Currently saving battlescape takes an unacceptable amount of time because it saves arrays of 0's and 1's and shit, and resulting file takes like 50 megabytes even compressed.
Xml is not a good format for anything except small packs of human-modified data. It's definitly not to be used for:
We should figure out a new way to store stuff so that save/load times become acceptable at the very least
Ideally, the saved games would still be in a human-readable form. The game data can get pretty large, and I don't think that any kind of human-readable format is suited for this task.
YAML is lighter on the markup than XML, though not sure if it suits the needs of OpenApoc saved games.

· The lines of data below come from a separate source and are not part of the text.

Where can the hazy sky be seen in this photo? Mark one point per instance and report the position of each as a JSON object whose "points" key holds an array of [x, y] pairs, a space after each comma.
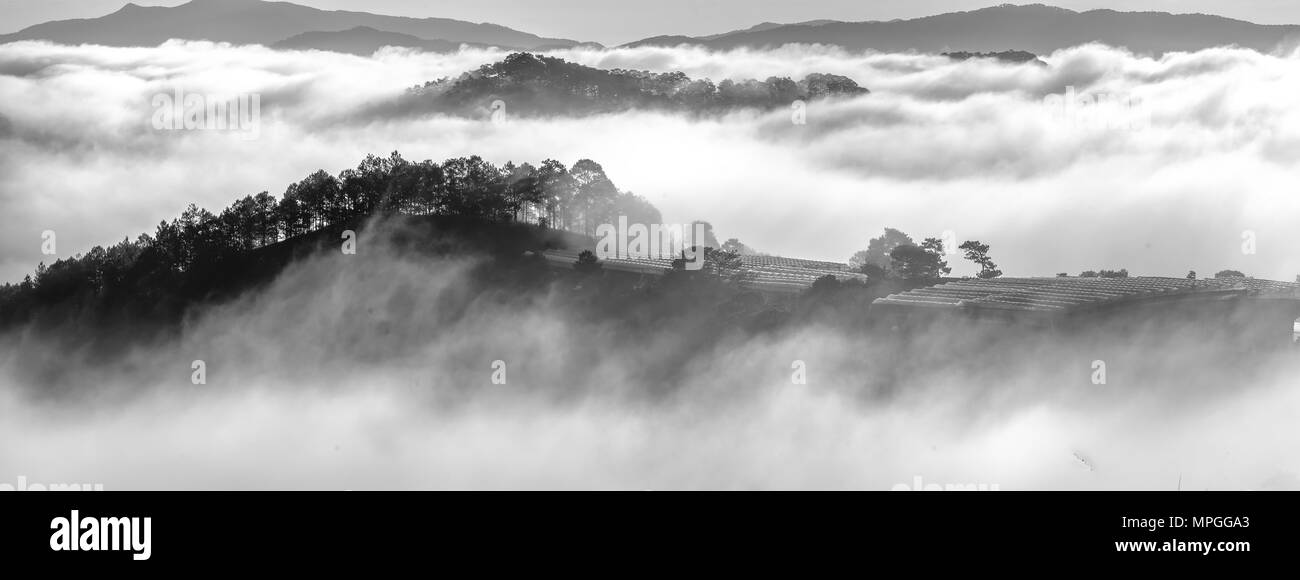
{"points": [[614, 22]]}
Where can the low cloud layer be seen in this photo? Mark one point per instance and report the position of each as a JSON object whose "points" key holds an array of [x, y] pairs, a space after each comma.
{"points": [[375, 372], [1170, 182]]}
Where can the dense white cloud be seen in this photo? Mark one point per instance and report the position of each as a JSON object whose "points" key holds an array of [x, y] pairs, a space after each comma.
{"points": [[939, 146]]}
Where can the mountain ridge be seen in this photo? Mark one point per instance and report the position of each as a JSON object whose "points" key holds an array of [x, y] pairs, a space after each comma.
{"points": [[1034, 27], [261, 22]]}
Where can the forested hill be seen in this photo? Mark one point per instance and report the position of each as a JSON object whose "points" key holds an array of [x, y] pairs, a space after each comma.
{"points": [[203, 256], [533, 85]]}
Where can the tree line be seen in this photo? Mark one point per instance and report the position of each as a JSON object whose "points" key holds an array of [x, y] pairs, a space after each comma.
{"points": [[182, 256]]}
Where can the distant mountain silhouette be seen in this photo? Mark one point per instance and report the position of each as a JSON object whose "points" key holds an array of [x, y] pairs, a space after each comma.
{"points": [[536, 85], [1005, 56], [260, 22], [1032, 27], [363, 40]]}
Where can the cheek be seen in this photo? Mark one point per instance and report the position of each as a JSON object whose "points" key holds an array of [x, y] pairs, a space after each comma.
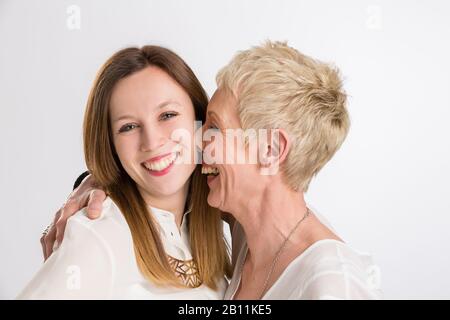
{"points": [[125, 149]]}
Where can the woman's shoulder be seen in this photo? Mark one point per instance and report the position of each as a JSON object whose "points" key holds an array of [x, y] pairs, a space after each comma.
{"points": [[110, 216], [109, 230], [332, 268]]}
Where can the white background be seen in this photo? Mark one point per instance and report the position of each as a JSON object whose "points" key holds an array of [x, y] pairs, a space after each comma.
{"points": [[386, 191]]}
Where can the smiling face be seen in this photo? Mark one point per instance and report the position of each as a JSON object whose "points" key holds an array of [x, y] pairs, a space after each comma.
{"points": [[146, 108], [229, 180]]}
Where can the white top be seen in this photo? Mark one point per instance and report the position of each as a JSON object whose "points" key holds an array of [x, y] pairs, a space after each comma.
{"points": [[96, 260], [328, 269]]}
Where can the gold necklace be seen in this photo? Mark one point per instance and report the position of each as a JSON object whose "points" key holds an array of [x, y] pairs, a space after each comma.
{"points": [[277, 256], [186, 271]]}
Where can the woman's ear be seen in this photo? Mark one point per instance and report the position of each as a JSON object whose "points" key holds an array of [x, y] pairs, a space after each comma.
{"points": [[274, 151]]}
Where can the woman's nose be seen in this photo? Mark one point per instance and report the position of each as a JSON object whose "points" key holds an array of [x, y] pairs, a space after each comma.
{"points": [[152, 139]]}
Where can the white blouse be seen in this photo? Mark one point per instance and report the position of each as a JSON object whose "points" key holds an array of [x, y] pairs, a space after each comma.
{"points": [[96, 260], [328, 269]]}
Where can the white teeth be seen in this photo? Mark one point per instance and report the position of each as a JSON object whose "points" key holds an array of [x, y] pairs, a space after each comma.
{"points": [[210, 170], [161, 164]]}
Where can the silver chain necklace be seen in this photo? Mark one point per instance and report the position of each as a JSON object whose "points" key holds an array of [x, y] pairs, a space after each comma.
{"points": [[277, 257]]}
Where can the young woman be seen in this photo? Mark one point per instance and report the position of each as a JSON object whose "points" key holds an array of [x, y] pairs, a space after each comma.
{"points": [[156, 237]]}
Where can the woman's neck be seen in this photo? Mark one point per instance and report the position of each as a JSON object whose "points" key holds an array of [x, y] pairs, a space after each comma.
{"points": [[174, 203], [268, 220]]}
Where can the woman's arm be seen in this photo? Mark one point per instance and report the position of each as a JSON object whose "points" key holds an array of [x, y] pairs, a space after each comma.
{"points": [[86, 193], [80, 269]]}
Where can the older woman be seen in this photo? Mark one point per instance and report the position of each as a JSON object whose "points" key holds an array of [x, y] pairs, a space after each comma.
{"points": [[281, 248]]}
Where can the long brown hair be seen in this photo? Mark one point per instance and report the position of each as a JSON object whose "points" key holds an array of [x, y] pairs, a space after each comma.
{"points": [[209, 250]]}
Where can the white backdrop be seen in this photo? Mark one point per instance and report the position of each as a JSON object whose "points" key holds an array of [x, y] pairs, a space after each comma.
{"points": [[386, 191]]}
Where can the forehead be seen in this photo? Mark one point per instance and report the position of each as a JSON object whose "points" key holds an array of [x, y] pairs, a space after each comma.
{"points": [[146, 88], [224, 106]]}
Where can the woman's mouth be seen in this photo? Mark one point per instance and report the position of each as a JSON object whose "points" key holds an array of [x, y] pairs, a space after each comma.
{"points": [[212, 173], [162, 165]]}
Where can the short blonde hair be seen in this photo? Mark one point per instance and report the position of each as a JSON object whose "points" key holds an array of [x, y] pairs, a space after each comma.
{"points": [[278, 87]]}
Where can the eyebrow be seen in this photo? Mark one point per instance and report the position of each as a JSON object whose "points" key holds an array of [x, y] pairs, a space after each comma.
{"points": [[160, 106]]}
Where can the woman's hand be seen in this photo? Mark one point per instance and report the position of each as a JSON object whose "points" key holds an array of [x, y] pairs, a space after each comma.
{"points": [[88, 194]]}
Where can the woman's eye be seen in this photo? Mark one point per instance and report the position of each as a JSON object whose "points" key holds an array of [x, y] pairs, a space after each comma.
{"points": [[127, 127], [168, 115]]}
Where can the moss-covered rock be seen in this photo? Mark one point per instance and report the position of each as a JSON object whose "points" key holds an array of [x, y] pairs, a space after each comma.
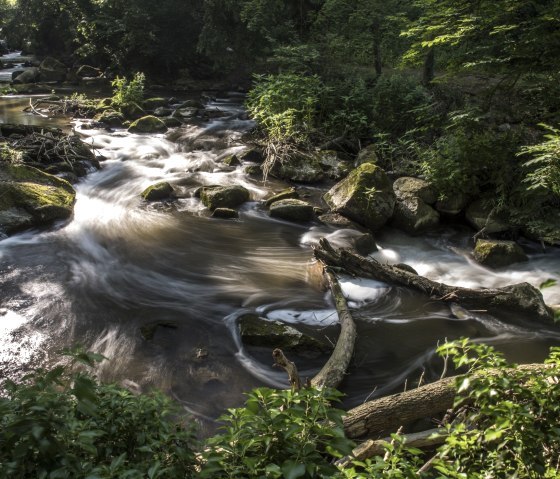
{"points": [[147, 124], [498, 254], [159, 191], [288, 193], [292, 210], [224, 196], [365, 196], [31, 197], [257, 331]]}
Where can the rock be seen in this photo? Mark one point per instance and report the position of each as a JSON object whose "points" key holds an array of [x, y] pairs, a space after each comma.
{"points": [[292, 210], [22, 77], [365, 196], [225, 213], [232, 160], [414, 216], [158, 191], [483, 214], [87, 71], [52, 70], [31, 197], [224, 196], [132, 111], [257, 331], [288, 193], [110, 118], [452, 205], [311, 167], [156, 102], [162, 111], [498, 254], [407, 187], [148, 124]]}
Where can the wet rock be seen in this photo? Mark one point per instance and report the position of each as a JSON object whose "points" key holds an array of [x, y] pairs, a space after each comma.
{"points": [[365, 196], [408, 187], [292, 210], [148, 124], [288, 193], [224, 196], [225, 213], [31, 197], [159, 191], [52, 70], [257, 331], [498, 254], [483, 214]]}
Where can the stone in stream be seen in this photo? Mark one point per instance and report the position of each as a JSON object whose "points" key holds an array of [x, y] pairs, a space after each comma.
{"points": [[148, 124], [365, 196], [31, 197], [159, 191], [292, 210], [498, 254], [224, 196]]}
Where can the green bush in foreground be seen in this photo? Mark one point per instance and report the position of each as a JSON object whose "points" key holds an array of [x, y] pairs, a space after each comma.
{"points": [[61, 425]]}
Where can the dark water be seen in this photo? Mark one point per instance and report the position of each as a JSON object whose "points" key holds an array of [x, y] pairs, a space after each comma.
{"points": [[158, 289]]}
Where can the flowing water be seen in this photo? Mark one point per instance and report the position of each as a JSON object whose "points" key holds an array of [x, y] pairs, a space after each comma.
{"points": [[158, 289]]}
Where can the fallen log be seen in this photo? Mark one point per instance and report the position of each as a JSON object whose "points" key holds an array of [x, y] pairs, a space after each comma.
{"points": [[520, 298], [332, 373], [386, 414]]}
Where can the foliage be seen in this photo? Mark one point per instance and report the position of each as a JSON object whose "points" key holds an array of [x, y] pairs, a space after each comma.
{"points": [[544, 166], [62, 424], [127, 92], [279, 434]]}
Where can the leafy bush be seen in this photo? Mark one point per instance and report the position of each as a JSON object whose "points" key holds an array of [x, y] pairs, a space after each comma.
{"points": [[126, 92], [58, 424], [279, 434]]}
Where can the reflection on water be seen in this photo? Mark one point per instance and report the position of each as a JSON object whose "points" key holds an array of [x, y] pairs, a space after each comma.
{"points": [[157, 288]]}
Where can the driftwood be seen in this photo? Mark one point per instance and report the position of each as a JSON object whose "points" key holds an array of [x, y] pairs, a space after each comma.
{"points": [[522, 298], [332, 373], [388, 413]]}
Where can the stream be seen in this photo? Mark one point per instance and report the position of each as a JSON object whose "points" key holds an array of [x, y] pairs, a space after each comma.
{"points": [[157, 289]]}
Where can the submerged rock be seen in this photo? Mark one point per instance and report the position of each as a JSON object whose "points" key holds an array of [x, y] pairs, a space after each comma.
{"points": [[366, 196], [498, 254], [158, 191], [224, 196], [31, 197], [292, 210], [148, 124]]}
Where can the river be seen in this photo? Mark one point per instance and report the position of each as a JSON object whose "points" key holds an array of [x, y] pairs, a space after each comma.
{"points": [[158, 289]]}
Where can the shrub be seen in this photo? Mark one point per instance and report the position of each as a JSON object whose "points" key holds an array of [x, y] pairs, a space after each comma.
{"points": [[126, 92]]}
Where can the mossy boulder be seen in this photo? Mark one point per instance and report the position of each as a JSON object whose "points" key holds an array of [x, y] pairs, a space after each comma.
{"points": [[292, 210], [288, 193], [224, 196], [147, 124], [31, 197], [365, 196], [498, 254], [261, 332], [159, 191]]}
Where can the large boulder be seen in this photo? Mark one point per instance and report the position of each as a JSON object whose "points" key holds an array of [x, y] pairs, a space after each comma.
{"points": [[224, 196], [52, 70], [365, 196], [413, 212], [31, 197], [292, 210], [498, 254], [482, 214], [148, 124], [159, 191], [311, 167]]}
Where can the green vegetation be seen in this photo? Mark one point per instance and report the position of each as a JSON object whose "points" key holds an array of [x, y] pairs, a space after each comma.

I remember, back in the day when Daiky was implementing battlescape in OpenXcom he had a similar issue with the YAML saves.
The solution at the time was to compress the binary data and UUENCODE/MIME encode the data so it was still ASCII based in the file (keeping the save readable in a text editor), but still allowed for faster loading/saving.
I don't know what OpenXcom uses these days though.
Why would we need human-readable save?
I don't think there's any benefit to have human-readable saves. There is a huge detriment, however, and that is save size and (derived from it) save/load times
The only difficulty with binary saves is that when you need to modify the save structure, you will break things faster. Whereas when you parse text files/markup, it can just skip over missing data.
That said, I'm quite happy for save files to be binary.
I'd recommend binary files be "chunked" (like PNG files), where you have a magic number (indicating what data is in the chunk), followed by length (though could be optional), then the binary data.
That way you could have a GLOB global chunk with game-wide data, BATL battlescape chunk (which would only be in files that are in the middle of a battle) etc.
It would also mean if you needed to modify a chunk, you could give it a new chunk magic, and write a new loader/saver so you could still import old games and save them with the new data (if we even cared about that)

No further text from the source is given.